The monthly mortgage activity monitor from John Charcolshows that less than half of borrowers (41.9%) chose a fixed rate in August, the lowest number since December last year.

"Following the MPC's decision in August to extend the Quantitative Easing programme, plus subsequent comments from Mervyn King, it increasingly looks as if interest rates will remain low for at least 2 - 3 years on the back of a very slow economic recovery." commented Ray Boulger of John Charcol.

"Taking this into account we have continued to advise an increasing proportion of our clients to take a variable rate mortgage, as the differential between fixed and variable rate pricing is now such that fixed rates appear to be discounting the rise in interest rates which will eventually happen too much, too quickly."

The John Charcol Index shows that the reduction in take up of fixed rates has not only been restricted to individual cases; the volume of lending has fallen even further, to only 35.6% of the total, clearly indicating that borrowers taking larger mortgages were particularly attracted by variable rates.
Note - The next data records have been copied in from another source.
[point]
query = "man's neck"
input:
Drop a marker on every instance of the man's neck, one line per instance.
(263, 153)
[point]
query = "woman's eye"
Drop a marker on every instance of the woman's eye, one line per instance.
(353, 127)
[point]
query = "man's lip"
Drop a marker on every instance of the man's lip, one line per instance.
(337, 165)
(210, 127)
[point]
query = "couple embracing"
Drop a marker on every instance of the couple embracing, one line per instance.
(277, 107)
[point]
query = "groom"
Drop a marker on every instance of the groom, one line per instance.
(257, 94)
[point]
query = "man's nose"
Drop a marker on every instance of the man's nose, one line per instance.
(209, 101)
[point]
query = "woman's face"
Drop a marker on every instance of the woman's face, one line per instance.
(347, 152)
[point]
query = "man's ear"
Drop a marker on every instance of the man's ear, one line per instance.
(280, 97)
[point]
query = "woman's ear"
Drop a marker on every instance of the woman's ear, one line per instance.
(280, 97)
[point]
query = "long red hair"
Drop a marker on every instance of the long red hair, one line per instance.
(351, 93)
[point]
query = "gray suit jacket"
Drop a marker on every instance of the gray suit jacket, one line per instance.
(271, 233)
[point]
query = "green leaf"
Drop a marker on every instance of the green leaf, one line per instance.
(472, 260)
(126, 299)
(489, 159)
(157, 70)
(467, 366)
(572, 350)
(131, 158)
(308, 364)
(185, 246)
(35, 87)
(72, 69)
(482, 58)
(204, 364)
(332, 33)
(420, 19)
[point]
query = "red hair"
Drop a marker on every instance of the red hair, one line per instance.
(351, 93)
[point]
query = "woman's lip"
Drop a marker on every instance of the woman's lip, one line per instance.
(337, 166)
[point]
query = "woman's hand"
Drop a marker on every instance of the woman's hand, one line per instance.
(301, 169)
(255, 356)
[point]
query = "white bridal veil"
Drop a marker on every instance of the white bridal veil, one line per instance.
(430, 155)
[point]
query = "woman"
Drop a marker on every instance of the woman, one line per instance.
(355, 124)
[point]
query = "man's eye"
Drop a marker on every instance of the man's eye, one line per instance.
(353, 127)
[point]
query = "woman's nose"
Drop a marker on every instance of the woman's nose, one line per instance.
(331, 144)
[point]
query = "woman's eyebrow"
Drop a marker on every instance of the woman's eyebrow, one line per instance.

Indications so far this month are that the proportion of clients choosing a fixed rate is now stabilising.

Boulger continued, "Nearly 10% of our clients choosing a variable rate went for a discount off SVR rather than a tracker, reflecting in part some very cheap discounts but also our revised view on the relative merits between tracker and discount rates. With most SVR rates now between 4% and 6%, and the most expensive at 6.45%, the spread above Bank Rate is so large that it is now more likely to narrow than widen from here. It will narrow either when funding for the mortgage market improves, thus increasing competition, or when Bank Rate rises significantly. Neither of these is likely to happen to such an extent that the difference between SVR rates and Bank Rate narrows in the near future but discounts are now likely to perform at least as well as trackers, and in some cases better over the medium term."